To investigate the effect of kidney disease on bupropion pharmacokinetics and on cytochrome P450 (CYP) 2B6 activity as measured by bupropion hydroxylation.


In an open parallel group study, 17 healthy, nonsmoking subjects and 10 patients with impaired kidney function received a single 150 mg oral dose of sustained release bupropion. Plasma concentrations of bupropion and its metabolites were measured for up to 72 h. Subjects were genotyped for the CYP2B6 SNPs 1459 C>T, 785 A>G and 516 G>T.


Bupropion AUC was 126% higher (P < 0.0001, 95% CI +72%, +180%), C(max) 86% higher (P = 0.001, 95% CI +40%, +131%), CL/F 63% lower (P = 0.001, 95% CI -29%, -96%), and t(1/2) 140% longer (P = 0.001, 95% CI +76%, +204%) in renally impaired patients. However, only minor changes were detected in the concentrations of the metabolites. In renally impaired subjects the hydroxybupropion : bupropion AUC ratio was decreased by 66% (P = < 0.0001, 95% CI -19%, -114%) and the hydrobupropion : bupropion AUC ratio by 69% (P = 0.001, 95% CI +8%, -146%) compared with controls.
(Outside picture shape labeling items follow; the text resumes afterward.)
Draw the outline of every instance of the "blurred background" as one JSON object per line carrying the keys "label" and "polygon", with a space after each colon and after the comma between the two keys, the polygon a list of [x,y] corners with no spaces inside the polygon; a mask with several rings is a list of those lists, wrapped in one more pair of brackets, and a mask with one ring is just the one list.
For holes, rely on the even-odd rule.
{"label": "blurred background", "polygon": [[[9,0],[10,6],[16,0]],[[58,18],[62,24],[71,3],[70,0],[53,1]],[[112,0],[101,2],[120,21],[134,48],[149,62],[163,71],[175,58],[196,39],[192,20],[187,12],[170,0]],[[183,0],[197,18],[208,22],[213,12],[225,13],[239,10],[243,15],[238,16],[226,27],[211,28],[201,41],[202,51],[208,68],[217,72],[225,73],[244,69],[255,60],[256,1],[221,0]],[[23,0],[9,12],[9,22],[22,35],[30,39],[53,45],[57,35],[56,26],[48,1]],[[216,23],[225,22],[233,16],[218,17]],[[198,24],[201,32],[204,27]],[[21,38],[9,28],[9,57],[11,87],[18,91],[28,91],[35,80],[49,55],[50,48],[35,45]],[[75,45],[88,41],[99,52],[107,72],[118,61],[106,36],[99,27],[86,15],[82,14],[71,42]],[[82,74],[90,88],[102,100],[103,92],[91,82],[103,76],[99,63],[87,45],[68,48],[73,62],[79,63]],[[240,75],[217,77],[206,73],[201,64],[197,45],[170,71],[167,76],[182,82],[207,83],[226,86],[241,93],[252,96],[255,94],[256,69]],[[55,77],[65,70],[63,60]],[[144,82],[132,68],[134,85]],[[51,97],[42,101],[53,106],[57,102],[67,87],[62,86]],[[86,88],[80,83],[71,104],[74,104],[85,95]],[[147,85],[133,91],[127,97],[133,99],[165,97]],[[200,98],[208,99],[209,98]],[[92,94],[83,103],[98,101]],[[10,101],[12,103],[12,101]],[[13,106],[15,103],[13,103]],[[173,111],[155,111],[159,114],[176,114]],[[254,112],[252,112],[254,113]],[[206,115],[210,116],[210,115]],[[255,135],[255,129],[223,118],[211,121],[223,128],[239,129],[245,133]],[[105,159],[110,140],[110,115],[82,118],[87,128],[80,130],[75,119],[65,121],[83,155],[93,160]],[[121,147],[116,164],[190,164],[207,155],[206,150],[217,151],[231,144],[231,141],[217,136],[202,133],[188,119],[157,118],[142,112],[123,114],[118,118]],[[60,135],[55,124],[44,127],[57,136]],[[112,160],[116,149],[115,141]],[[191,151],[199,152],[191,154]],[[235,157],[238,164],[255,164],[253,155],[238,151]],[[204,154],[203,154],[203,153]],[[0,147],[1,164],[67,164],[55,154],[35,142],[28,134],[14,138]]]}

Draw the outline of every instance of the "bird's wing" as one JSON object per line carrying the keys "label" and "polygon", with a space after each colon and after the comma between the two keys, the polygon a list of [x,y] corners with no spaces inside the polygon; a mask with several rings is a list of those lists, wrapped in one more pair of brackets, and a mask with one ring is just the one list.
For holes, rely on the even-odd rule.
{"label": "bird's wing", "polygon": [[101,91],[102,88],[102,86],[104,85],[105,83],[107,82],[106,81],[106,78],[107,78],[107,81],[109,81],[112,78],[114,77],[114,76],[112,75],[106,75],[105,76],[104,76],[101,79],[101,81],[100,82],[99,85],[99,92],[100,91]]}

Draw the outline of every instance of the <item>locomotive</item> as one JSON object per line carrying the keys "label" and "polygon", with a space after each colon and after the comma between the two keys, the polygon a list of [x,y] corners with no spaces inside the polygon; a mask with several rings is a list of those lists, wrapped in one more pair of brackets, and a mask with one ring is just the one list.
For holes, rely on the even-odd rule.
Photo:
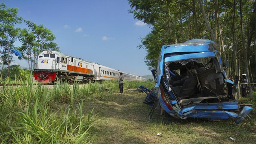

The CL/F of bupropion was significantly lower in subjects with renal impairment. Because the principal metabolites of bupropion possess similar pharmacological activity to the parent compound, dosage recommendations for patients with renal impairment cannot be given. A direct effect of renal impairment on CYP2B6 activity could not be demonstrated by the present study design.